Tuesday, December 02, 2003

I Can't Standz No More

Power Line makes note of a story in today's Minneapolis Star Tribune on the funeral of Dale Panchot from Northome, Minnesota who was killed in Iraq on November 17th. I read the same story this morning and realized that I've reached the end of my rope on the mainstream media's constant need to remind us about the May 1st declaration by President Bush that major combat operations had ended in Iraq each and every time a soldier is killed:

He was one of 85 U.S. soldiers killed last month, one of the deadliest since President Bush declared an end to major combat on May 1. Panchot was the third Minnesota soldier to die since the war began, all since Bush's declaration.

I'm sorry but I fail to see how this is relevant to the story and how it's not editorializing. We all know that about Bush's declaration. It was accurate then and it's still accurate now.

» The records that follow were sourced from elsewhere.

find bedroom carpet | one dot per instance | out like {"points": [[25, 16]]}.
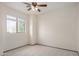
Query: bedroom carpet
{"points": [[39, 50]]}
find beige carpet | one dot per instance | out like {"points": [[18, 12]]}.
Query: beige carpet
{"points": [[38, 50]]}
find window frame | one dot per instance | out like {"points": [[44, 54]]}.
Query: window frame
{"points": [[17, 21]]}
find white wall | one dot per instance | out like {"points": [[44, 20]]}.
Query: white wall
{"points": [[78, 27], [11, 41], [1, 34], [33, 29], [59, 28]]}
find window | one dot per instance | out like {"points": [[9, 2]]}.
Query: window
{"points": [[11, 24], [15, 24], [21, 25]]}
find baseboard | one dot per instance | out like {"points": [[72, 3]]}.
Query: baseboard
{"points": [[58, 48], [19, 47], [14, 48]]}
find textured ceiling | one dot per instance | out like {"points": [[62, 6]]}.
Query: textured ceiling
{"points": [[51, 5]]}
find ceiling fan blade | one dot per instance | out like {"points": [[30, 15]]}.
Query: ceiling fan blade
{"points": [[29, 9], [27, 3], [34, 4], [42, 5], [28, 6], [39, 10]]}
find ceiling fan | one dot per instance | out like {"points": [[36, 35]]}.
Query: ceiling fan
{"points": [[34, 6]]}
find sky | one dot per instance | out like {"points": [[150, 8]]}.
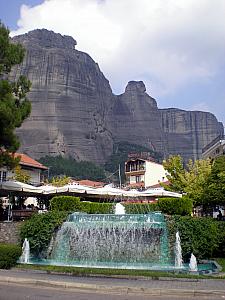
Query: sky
{"points": [[176, 47]]}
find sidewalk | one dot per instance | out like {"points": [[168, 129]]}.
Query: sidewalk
{"points": [[163, 286]]}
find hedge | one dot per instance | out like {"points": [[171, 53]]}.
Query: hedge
{"points": [[176, 206], [65, 203], [171, 206], [72, 204], [204, 237], [39, 230], [9, 255]]}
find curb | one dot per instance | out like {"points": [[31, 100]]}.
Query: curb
{"points": [[103, 289]]}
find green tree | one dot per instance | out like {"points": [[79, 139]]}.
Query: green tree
{"points": [[191, 179], [14, 105], [214, 192]]}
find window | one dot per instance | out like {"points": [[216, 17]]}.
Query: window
{"points": [[138, 179]]}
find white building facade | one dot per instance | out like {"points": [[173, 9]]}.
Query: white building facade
{"points": [[144, 173]]}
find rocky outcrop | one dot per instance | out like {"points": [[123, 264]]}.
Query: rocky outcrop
{"points": [[75, 113], [187, 132], [70, 97]]}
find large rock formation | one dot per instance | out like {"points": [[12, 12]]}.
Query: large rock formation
{"points": [[75, 113]]}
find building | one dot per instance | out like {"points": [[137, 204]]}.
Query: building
{"points": [[144, 173], [215, 148], [32, 167]]}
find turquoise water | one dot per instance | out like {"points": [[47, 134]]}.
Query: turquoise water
{"points": [[129, 241]]}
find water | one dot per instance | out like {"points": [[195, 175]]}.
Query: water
{"points": [[193, 267], [119, 209], [25, 257], [178, 252], [127, 241]]}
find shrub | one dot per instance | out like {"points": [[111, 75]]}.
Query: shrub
{"points": [[176, 206], [9, 254], [171, 206], [141, 208], [65, 203], [72, 204], [39, 230], [200, 236]]}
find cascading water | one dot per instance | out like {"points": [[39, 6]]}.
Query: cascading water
{"points": [[128, 241], [178, 252], [25, 257]]}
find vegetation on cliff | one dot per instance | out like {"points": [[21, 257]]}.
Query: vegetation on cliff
{"points": [[14, 105]]}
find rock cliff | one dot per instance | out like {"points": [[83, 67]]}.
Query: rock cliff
{"points": [[75, 113]]}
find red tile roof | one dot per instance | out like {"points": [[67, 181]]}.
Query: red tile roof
{"points": [[159, 184], [25, 160], [136, 184], [91, 183]]}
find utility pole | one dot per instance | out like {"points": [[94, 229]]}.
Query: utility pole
{"points": [[120, 177]]}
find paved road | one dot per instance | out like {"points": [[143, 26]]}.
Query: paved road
{"points": [[18, 292], [165, 287]]}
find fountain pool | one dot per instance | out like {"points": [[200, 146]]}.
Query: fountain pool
{"points": [[120, 241]]}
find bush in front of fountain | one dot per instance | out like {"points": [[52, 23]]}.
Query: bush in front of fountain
{"points": [[71, 204], [9, 254], [204, 237]]}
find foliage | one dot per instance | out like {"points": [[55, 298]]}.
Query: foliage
{"points": [[214, 192], [72, 204], [60, 181], [170, 206], [65, 203], [120, 155], [21, 175], [77, 271], [39, 230], [70, 167], [14, 105], [200, 236], [176, 206], [9, 254], [190, 180]]}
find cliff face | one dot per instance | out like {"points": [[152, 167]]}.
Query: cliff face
{"points": [[70, 97], [186, 132], [75, 113]]}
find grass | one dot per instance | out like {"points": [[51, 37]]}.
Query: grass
{"points": [[75, 271]]}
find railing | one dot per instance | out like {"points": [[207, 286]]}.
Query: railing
{"points": [[217, 139], [22, 214], [137, 169]]}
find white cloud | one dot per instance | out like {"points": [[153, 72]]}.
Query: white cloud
{"points": [[167, 44]]}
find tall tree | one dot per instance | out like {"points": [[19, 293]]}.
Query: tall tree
{"points": [[14, 105], [215, 187]]}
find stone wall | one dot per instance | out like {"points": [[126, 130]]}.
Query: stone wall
{"points": [[9, 232]]}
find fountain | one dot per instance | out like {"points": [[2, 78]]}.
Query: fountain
{"points": [[115, 241], [193, 267], [25, 257], [178, 252]]}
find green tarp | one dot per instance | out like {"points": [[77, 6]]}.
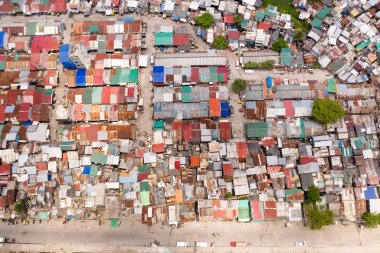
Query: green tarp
{"points": [[163, 39]]}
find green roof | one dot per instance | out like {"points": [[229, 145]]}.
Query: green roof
{"points": [[316, 22], [363, 45], [322, 13], [31, 28], [144, 198], [44, 215], [115, 223], [99, 158], [163, 39], [260, 15], [94, 170], [158, 125], [244, 214], [257, 129], [186, 89], [331, 86], [144, 186]]}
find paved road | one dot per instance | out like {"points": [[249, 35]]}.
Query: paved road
{"points": [[266, 236]]}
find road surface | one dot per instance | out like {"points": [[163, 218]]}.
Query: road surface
{"points": [[132, 235]]}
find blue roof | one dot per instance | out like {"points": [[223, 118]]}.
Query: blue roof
{"points": [[158, 69], [269, 82], [81, 78], [370, 193], [158, 74], [64, 57], [87, 169], [225, 109]]}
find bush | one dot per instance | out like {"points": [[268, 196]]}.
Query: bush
{"points": [[276, 46], [312, 196], [371, 220], [239, 85], [20, 206], [327, 111], [205, 20], [237, 21], [316, 219], [228, 195], [220, 42]]}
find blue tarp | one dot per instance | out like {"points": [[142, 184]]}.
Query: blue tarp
{"points": [[370, 193], [269, 82], [158, 74], [2, 35], [225, 109], [81, 78], [87, 169], [64, 57]]}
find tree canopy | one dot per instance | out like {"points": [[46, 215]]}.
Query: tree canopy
{"points": [[20, 206], [220, 42], [312, 195], [280, 43], [371, 220], [205, 20], [327, 111], [239, 85], [316, 219], [237, 21]]}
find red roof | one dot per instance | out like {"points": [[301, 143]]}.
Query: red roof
{"points": [[233, 35], [225, 130], [49, 43], [215, 107], [264, 26], [227, 169], [228, 19], [242, 149], [180, 39]]}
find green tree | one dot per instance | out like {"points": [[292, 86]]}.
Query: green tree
{"points": [[327, 111], [251, 65], [371, 220], [220, 42], [237, 21], [205, 20], [228, 195], [316, 219], [20, 206], [239, 85], [276, 46], [267, 64], [312, 196]]}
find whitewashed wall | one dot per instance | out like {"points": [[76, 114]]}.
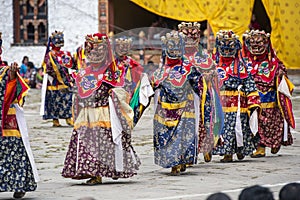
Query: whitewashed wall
{"points": [[75, 18]]}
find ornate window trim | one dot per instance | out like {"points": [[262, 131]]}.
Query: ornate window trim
{"points": [[30, 22]]}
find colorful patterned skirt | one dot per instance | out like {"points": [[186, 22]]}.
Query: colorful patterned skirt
{"points": [[230, 143], [15, 170], [92, 150]]}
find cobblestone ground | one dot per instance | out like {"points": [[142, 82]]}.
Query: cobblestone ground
{"points": [[50, 144]]}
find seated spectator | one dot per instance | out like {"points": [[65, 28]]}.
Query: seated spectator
{"points": [[290, 191], [256, 192], [218, 196]]}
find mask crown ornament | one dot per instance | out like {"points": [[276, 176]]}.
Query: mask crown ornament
{"points": [[122, 46], [96, 48], [173, 44], [227, 43], [94, 39], [123, 41], [192, 32], [256, 41], [57, 39]]}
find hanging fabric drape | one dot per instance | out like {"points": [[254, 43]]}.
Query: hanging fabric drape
{"points": [[285, 22], [236, 15]]}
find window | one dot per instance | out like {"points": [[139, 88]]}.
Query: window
{"points": [[30, 22]]}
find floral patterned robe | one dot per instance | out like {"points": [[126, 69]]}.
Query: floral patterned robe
{"points": [[16, 172], [239, 98], [275, 106], [176, 118]]}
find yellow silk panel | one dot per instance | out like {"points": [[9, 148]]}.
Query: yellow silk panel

He did not say the war was over. He said major combat operations were.

Major combat operations can be considered as conventional warfare. That stage is clearly over. We are now engaged in unconventional warfare against the Iraqi insurgents. Why it matters if a soldier died during the approach to Baghdad in April or while on patrol three months later is beyond me. They both died in the Iraqi theater of operations as part of the larger ongoing war.

If you want to tell us how many soldiers have been killed in the war since 9/11 fine. If you want to tell us how many soldiers have been killed in Iraq since operations began there fine. If you even want to tell us how many soldiers have died since the Iraqi insurgency began I can handle it. But quit including the crap about "since Bush's May 1st declaration" as if it has any place in a legitimate news story.